Lev Leviev Seeks To Restructure, Hopes For The Best
Leviev's downfall wasn't diamonds, it was real estate. He invested heavily in the New York City real estate boom. Now Leviev, who made his fortune in the diamond cutting and polishing industry is trying to reach an agreement with the creditors chasing his Africa-Israel company in a bid to stave off having to file for bankruptcy. Bloomberg News reports that a recent proposal presented to the court on Dec. 2 would cut Leviev's personal stake in the company from to 53 percent from 75 percent and he will spend $200 million of his own money shoring up the company.

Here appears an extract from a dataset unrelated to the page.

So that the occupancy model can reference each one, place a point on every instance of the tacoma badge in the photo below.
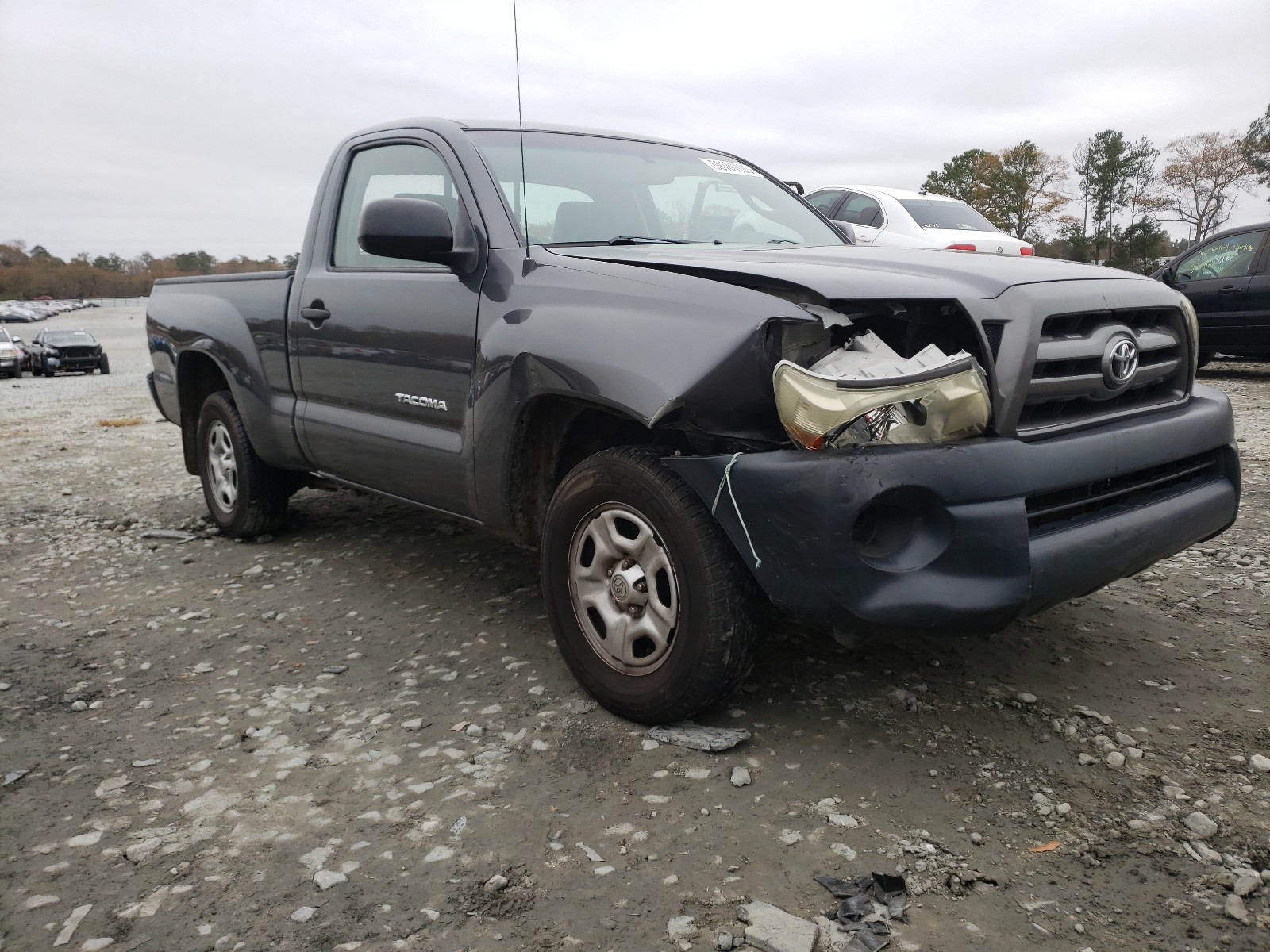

But let's not feel too sorry for Leviev. He still has plenty of money, lives in a lavish mansion in London and has weathered tough times before. His best hope for a fast financial recovery may come from Russia where he has also heavily invested. In the Bloomberg article, Yuval Ben-Zeev, an analyst at Clal Finance Brokerage Ltd., says that Leviev's recovery depends on Russia and specifically the Mall of Moscow.
Leviev's own high-handed behavior may affect the court's decision on his status as controlling shareholder of Africa Israel. According to an article in Haaretz, Judge Varda Alshech didn't take too kindly to the fact that Leviev had repaid some private debt to banks skirting around the bondholders. Alsech said that any money that hadn't been transferred already should not be and chided the company for pleading insolvency and saying it could not pay bondholders while going on to repay other creditors.